In fact, very little in this world is concrete. None of the characters lead satisfying lives. Rena finds little to do besides obsessively clean the house, and when she does leave, it is to accompany her husband to one of his press conferences. Once, she drives around the town aimlessly until she ends up in the middle of a movie theater filled with screaming children watching an animated film.

Gravely's life is equally depressing. When not living in the past, he tries to come up with a sentence to engrave into the soon-to-be-erected statue of himself. He constantly eats and drinks and forms more of an attachment to a pack of Juicy Fruit than his wife. At times, Gravely's humanity and very existence seems questionable--he is a decaying mess who spits blood and is infertile.

Even the minor characters, from Gravely's secretary to the field's chief groundskeeper, are dissatisfied with life. The secretary cheats on her husband with Gravely, and the groundskeeper is an alcoholic. The townspeople who harass Gravely must have pathetic lives or they would not be calling the coach in the middle of the night solely to insult his wife.

These patterns lend an empty, dissatisfied feel to the book. We are in the middle of a decayed, small world in which a housewife dances alone in an empty living room, and an aging, cancer-ridden football coach stands on a bench in the rain and pleads for support to a vacant, deaf street.

THE book's tone is reminiscent of Kurt Vonnegut. Vonnegut's novels never fasten down on a specific moment in time and progress from there. Some of his more memorable characters are the couple on airplane in Cat's Cradle, who boast that they are Hoosiers.
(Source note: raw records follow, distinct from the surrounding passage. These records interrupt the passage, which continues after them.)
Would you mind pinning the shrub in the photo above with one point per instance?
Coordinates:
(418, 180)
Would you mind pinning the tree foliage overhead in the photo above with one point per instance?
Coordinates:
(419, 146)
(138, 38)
Natural, comfortable feelings of closeness are never present in these novels, whose characters find satisfaction only in artificial, relatively cold institutions.

But Vonnegut is also known for his wit and ability to create bizarre characters by finding the irony in everyday life. Bradley, too, has this ability, and takes advantage of it to inject his novel with a sharp wit and satire.

For instance, Gravely is the very parody of the football coach most of us see on television every Saturday, berating his players and gnawing on an age-old cigar butt. But Gravely turns this stereotype into a source of humor--for a while he walks around campus with the help of a cane, which he doesn't need but thinks makes him seem more distinguished and almighty.

Bradley's wit spares no one, not even the sculptor who is to create the statue of the coach. Oni Welby-White is a strange figure who hangs hundreds of pictures of the coach in his decaying hotel suite and spends most of his time crafting statues of Christ and Mary.

The dark humor and feeling of emotional, distinctly Southern, emptiness and dissatisfaction are the strong points of The Best There Ever Was. Unfortunately, the novel is chiefly about these feelings and not about novelistic progress. Bradley does not take us anywhere. We are left lingering in Gravely's depressing town. It is more an aimless series of incidents, each of which emits these tones.

The book does not know what it wants to be--is it a football book, a picture of a small Southern town, or something else? Clearly, it is possible to review The Best There Ever Was without mentioning much about football. It seems as if Bradley simply thought the sports setting would be catchy. Instead, it leaves us feeling confused and in a state of limbo, much like the feelings which Bradley's townspeople experience every day.